Pour que les choses soient claires: le châtiment appliqué après des années de non-vie et d’angoisse avilissantes passées dans un couloir de la mort (pire que la mort), m’apparaît une barbarie, une torture et révèle un fond sadique et pervers, même si ce traitement est appliqué de bonne foi. Mais, ceux que la mise à mort légale de Sassam Hussein révulse tant, ne pourraient-ils pas avoir une indignation proportionnée à l’ampleur d’autres massacres? Question rhétorique. La métaphore du concert des nations, où la Suisse joue enfin pleinement[2], qui enveloppe le concept de partition, est affligée du concept de prévisibilité. Qui est rarement compatible avec la décence, ou alors c’est qu’un moratoire en la matière aura été consenti.
Notes
[1] Si on tient à s’émouvoir à propos d’assassinats commis à l’échelle d’une population, on privilégiera des événements suffisamment éloignés dans le passé, comme le malheur des Arméniens. Mais les meurtres d’innocents perpétrés par la nature conviennent aussi.

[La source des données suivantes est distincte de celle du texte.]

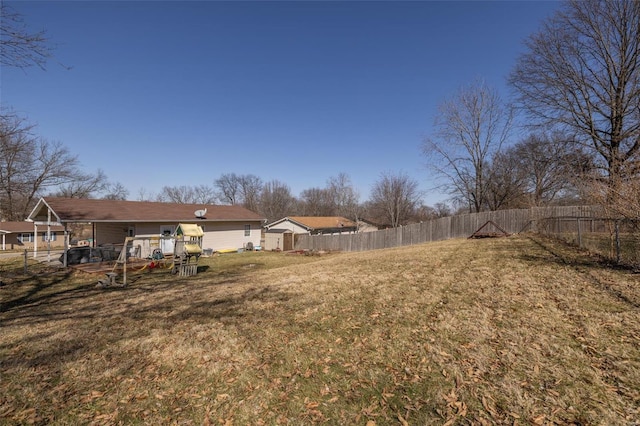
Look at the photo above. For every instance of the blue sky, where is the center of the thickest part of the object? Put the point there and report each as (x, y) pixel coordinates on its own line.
(159, 93)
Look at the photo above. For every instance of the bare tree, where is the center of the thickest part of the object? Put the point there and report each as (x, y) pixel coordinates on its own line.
(116, 191)
(19, 47)
(251, 188)
(343, 196)
(506, 182)
(581, 73)
(316, 202)
(186, 194)
(470, 128)
(394, 198)
(276, 200)
(30, 167)
(239, 189)
(228, 187)
(86, 186)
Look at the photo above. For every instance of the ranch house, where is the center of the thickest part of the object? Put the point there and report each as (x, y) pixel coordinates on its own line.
(22, 235)
(279, 235)
(111, 221)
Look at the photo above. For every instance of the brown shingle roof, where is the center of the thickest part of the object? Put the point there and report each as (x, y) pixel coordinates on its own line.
(323, 222)
(13, 227)
(90, 210)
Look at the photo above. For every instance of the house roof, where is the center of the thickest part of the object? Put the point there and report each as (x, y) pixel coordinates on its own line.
(13, 227)
(318, 222)
(91, 210)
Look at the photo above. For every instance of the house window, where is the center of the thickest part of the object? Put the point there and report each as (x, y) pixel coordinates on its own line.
(25, 238)
(53, 236)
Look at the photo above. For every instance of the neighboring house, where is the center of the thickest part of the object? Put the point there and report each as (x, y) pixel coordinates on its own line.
(278, 239)
(22, 235)
(367, 225)
(312, 225)
(224, 227)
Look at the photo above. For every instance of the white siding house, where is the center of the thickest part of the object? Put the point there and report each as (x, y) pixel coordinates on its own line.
(225, 227)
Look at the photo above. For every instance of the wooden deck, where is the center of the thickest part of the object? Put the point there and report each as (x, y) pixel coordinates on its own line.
(133, 265)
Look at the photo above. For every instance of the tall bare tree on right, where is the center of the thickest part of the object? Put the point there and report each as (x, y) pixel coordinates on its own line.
(581, 74)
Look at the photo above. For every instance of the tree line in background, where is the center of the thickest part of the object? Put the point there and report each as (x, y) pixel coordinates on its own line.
(578, 85)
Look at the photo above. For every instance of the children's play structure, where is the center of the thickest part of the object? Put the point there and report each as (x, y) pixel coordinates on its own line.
(151, 252)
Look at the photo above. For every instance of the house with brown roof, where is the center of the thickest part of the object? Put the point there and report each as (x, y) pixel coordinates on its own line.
(279, 235)
(111, 221)
(22, 235)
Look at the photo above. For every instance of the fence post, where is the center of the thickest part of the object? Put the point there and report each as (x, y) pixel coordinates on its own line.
(617, 241)
(579, 233)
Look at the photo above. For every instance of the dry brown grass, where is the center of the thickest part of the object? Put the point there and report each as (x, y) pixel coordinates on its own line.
(516, 330)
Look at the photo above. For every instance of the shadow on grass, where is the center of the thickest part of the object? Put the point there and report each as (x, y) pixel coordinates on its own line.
(583, 264)
(80, 323)
(38, 293)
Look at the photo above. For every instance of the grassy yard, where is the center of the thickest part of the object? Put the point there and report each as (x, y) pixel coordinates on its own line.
(517, 330)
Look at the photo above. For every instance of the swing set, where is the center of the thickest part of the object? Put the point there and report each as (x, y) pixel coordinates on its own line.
(187, 249)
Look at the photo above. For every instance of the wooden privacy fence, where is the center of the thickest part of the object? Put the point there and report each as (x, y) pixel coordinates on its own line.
(461, 226)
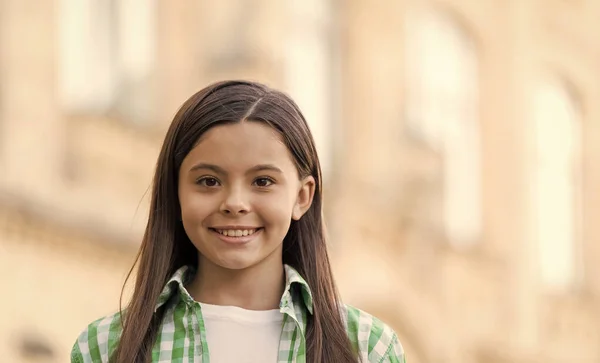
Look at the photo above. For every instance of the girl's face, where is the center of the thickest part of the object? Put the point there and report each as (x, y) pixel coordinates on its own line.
(239, 190)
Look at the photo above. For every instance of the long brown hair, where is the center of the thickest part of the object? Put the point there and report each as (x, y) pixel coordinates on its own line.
(165, 246)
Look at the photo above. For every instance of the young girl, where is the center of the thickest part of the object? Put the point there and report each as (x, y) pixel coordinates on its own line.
(233, 265)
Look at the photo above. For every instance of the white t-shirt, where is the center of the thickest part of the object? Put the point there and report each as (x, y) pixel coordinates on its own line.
(238, 335)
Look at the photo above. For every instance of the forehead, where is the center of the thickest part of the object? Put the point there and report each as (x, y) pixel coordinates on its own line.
(241, 145)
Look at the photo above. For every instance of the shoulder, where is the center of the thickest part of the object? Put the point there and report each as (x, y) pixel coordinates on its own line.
(98, 340)
(374, 340)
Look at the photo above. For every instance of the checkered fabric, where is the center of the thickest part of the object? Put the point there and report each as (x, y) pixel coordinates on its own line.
(182, 335)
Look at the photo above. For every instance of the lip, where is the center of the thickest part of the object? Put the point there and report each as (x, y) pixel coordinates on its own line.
(242, 240)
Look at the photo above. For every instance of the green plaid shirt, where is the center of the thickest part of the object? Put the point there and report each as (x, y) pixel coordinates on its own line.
(182, 337)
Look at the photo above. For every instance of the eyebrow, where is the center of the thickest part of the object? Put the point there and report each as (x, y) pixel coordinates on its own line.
(217, 169)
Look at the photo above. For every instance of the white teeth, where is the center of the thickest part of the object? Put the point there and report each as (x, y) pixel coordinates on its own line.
(236, 233)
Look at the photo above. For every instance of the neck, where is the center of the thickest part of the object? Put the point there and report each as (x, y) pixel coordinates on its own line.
(254, 288)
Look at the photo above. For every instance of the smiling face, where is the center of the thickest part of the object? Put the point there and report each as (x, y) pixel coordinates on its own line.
(239, 190)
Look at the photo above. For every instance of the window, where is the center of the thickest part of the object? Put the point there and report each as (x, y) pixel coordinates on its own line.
(442, 113)
(557, 185)
(107, 57)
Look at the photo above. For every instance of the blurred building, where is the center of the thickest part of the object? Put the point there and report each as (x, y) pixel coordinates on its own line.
(460, 143)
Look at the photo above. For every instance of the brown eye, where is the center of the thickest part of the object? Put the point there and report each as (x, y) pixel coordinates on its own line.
(208, 182)
(263, 182)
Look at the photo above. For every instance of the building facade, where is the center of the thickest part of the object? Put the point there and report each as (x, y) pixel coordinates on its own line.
(460, 144)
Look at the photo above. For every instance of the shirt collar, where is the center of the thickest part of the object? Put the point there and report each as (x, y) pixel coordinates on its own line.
(289, 298)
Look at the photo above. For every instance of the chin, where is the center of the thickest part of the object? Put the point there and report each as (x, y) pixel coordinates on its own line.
(235, 263)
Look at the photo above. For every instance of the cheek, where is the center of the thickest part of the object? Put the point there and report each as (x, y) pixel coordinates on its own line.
(276, 210)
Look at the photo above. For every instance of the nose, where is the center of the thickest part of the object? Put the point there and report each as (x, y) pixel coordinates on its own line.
(235, 202)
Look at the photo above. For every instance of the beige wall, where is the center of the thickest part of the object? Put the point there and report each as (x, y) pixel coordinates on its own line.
(73, 187)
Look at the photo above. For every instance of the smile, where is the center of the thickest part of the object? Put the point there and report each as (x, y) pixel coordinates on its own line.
(236, 232)
(239, 235)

[2] Maintenant qu’elle est à l’ONU et qu’elle a, qui plus est, en la personne de Micheline Calmy-Rey, une ministre des affaires étrangères ambitieuse.

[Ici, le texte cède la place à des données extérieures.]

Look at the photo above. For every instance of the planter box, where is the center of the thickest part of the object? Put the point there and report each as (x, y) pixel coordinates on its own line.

D’accord, on devrait s’indigner et protester vis-à -vis de la Chine, des EU et d’autres. Mais aucune condamnation à mort ne se justifie! Ce n’est pas parce qu’on ne proteste pas ou trop mollement ailleurs que cette exécution-ci se justifie!
Ce n’est pas que telle ou telle exécution se justifie plutôt que telle ou telle autre. C’est telle ou telle indignation qui perd en force d’indignation et en force de légitimité, dès lors qu’elle se fait sélective.
D’un autre côté, tuer Saddam n’est-ce pas en faire un martyr? Quand on sait ce que ce mot représente pour certains, n’est-ce pas une porte ouverte aux futurs Saddam?
Bien entendu je ne cherche nullement à sauver ce tyran, mais juste à essayer de voir quelles conséquences négatives peut avoir sa condamnation à mort.
Bien sûr que la question du martyre se pose. J’imagine qu’elle a été prise en compte par les juges. Mais je constate que les protestations officielles des pays n’invoquent que les principes abolitionnistes.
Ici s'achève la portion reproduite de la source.